Un nouveau procès pour une femme accusée du meurtre de son mari en Gaspésie

Isabelle Mathieu
Isabelle Mathieu
Le Soleil
Une femme de Gaspésie, Johanne Johnson, déclarée coupable du meurtre non prémédité de son mari James Dubé, aura droit à un second procès. La Cour d’appel estime que la juge du premier procès a commis une erreur dans la présentation au jury de la déclaration d’un témoin important.

Johanne Johnson, 58 ans, a été déclarée coupable en avril 2016 du meurtre commis 18 ans plus tôt.

Le 30 avril 1998, le pêcheur de homard James Dubé a été abattu d’une balle de carabine de calibre 22 à la tête alors qu’il faisait une sieste sur le divan du salon dans sa maison de Grande-Rivière, dans la région de Percé. 

Johanne Johnson avait été arrêtée seulement en 2013, au terme d’une opération d’infiltration de type «Mister Big». La dame avait avoué le meurtre de son mari au chef de cette fausse organisation criminelle, personnifié par un policier. 

Elle a été accusée de meurtre commis avec préméditation.

Au procès, elle a dit avoir confessé un meurtre qu’elle n’avait pas fait parce qu’elle craignait pour sa sécurité. L’accusée disait aussi avoir été battue durant plusieurs années par James Dubé.

Condamnée à la prison à perpétuité sans possibilité de libération conditionnelle avant 11 ans, elle a fait appel du verdict.

Un manque de directive

Le plus haut tribunal du Québec vient de lui donner raison et d’ordonner un nouveau procès sur un point bien précis.

La juge de la Cour supérieure qui a entendu le procès a commis une erreur, disent les juges, dans la présentation aux jurés de la déclaration de la fille de l’accusée. 

Jackie Dubé, témoin crucial de la poursuite, avait lu durant le procès des observations sur le comportement de sa mère ainsi que relaté des aveux faits par Johanne Johnson après l’arrestation.
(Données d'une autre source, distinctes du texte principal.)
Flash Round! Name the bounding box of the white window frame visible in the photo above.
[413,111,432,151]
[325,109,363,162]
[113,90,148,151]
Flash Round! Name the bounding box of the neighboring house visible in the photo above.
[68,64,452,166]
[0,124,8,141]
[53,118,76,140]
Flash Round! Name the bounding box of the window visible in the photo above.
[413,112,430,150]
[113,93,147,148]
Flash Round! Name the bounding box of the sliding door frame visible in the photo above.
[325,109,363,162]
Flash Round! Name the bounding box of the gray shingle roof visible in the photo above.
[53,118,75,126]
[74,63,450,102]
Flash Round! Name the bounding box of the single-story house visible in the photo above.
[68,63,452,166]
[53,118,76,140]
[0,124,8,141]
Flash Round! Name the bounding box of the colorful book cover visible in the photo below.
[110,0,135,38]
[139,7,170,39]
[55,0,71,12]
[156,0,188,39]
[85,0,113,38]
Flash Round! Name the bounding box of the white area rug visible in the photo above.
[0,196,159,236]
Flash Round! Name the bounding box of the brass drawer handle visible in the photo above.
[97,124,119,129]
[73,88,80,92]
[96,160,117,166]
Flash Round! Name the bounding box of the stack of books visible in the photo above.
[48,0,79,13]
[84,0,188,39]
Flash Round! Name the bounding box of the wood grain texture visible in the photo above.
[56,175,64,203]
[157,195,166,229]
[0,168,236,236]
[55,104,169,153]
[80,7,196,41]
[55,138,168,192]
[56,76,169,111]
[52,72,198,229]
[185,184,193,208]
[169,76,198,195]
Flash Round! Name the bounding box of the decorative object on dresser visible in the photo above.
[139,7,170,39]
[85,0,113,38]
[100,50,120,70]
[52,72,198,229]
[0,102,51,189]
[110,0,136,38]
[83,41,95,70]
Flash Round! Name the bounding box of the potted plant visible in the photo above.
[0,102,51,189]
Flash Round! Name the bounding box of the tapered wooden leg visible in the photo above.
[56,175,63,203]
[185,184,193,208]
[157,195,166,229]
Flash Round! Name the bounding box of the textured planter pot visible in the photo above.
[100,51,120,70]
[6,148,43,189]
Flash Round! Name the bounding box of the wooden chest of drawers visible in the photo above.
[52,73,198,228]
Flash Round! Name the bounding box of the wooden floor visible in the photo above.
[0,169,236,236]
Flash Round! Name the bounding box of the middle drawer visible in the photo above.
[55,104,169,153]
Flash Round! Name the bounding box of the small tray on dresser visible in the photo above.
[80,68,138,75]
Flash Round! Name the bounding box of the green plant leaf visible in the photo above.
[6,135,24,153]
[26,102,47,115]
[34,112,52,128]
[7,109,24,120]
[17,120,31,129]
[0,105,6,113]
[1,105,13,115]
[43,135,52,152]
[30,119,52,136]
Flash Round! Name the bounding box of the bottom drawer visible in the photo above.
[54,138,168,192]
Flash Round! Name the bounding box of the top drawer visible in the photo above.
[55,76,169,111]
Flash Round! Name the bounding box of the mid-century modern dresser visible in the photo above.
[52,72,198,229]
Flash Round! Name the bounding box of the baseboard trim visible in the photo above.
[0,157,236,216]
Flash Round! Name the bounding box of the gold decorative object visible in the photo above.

Selon la Cour d’appel, il aurait fallu que la juge justifie l’admissibilité en preuve des notes de la fille et donne des directives précises au jury. «Conjugués, ces deux erreurs emportent un risque de préjudice évident, écrit la Cour d’appel. Leur effet cumulatif est loin d’être mineur et son influence sur les délibérations du jury est incalculable. Sans ces erreurs, il n’est pas possible de conclure avec certitude que la preuve présentée contre l’accusée était à ce point accablante qu’il aurait été impossible de rendre un autre verdict.»